The programme features Charles Chaplin in two films, the first of which is a collection of excerpts from his earliest films, showing his development to the familiar Charlie we all know so well. The other, “Shoulder Arms,” is a shrewd satire on war and Army life, and is considered by most authorities to be his masterpiece.
Also from the U.S.A. comes “The River” one of the finest documentary films ever made in that country. The U.S.S.R. is represented by two sequences from “The General Line,” the theme of which is the mechanisation of agriculture and the winning over of the Russians to the new techniques involved. Artistically, it is one of the finest films made in any country during the silent era.
From Germany there comes a version of the life of Rembrandt, and “Brahms’s Hungarian Dance,” which is an early attempt to interpret music in terms of moving visual patterns, thus anticipating Disney’s “Fantasia” by several years.
British sound films include “The 39 Steps,” the magnificently photographed version of John Buchan’s adventure novel, and the well-known documentary “Cyprus is an Island.”
Finally, “The Life of Charles Peace,” made in 1905 (with which is linked the name of Walter Haggar), is the earliest surviving example of the one-reel story film.
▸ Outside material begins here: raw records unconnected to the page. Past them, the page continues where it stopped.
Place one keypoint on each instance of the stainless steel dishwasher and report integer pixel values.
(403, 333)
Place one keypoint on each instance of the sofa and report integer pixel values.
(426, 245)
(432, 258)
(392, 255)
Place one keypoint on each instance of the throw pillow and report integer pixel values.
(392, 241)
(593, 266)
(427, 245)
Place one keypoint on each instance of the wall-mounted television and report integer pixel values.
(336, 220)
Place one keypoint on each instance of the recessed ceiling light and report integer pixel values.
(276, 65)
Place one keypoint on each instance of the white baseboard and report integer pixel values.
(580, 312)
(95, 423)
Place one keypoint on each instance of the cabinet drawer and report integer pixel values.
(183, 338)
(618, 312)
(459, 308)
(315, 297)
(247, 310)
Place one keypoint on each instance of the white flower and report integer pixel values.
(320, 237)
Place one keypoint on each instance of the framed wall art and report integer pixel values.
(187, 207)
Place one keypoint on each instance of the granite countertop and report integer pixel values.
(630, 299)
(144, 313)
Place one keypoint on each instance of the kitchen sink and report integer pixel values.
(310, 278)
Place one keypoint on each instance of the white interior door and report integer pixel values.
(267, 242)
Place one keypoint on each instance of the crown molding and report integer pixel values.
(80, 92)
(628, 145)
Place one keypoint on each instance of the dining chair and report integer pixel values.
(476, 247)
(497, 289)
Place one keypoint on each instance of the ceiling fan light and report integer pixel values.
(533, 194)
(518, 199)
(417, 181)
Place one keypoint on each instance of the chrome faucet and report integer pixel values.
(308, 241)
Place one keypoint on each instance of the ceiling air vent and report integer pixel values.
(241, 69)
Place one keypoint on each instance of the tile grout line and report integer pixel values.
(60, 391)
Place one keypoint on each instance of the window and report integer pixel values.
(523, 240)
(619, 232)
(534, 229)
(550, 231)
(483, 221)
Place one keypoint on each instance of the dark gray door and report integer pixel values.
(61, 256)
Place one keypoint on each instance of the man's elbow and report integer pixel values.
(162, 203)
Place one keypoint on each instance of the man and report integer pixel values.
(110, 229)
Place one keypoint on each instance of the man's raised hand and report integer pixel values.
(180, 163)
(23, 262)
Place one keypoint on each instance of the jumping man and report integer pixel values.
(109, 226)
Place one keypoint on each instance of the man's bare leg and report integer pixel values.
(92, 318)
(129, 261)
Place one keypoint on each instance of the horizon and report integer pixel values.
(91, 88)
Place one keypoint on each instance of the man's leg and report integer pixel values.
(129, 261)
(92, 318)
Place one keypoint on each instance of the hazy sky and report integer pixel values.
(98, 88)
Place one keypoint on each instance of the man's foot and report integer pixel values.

Its primitive simplicity contrasts markedly with the “slickness” and tempo of modern productions and indicates the tremendous progress made of the technical side at least, in cinematographic art during the past half century.
The season’s programme is as follows: September 14 (this evening), “Vivere in Pace,” and Chaplin’s early films; October 12, “Rembrandt,” and “Life of Charles Peace;” November 9, “Shoulder Arms,” “Brahms’s Hungarian Dance,” “General Line” (excerpts), and “Cyprus is an Island;” December 14, “The 39 Steps,” and “The River.” Membership tickets (7/6 each), can be obtained from Mr. T.J. Evans, B.Sc., 4 Broniestyn Terrace, Trecynon.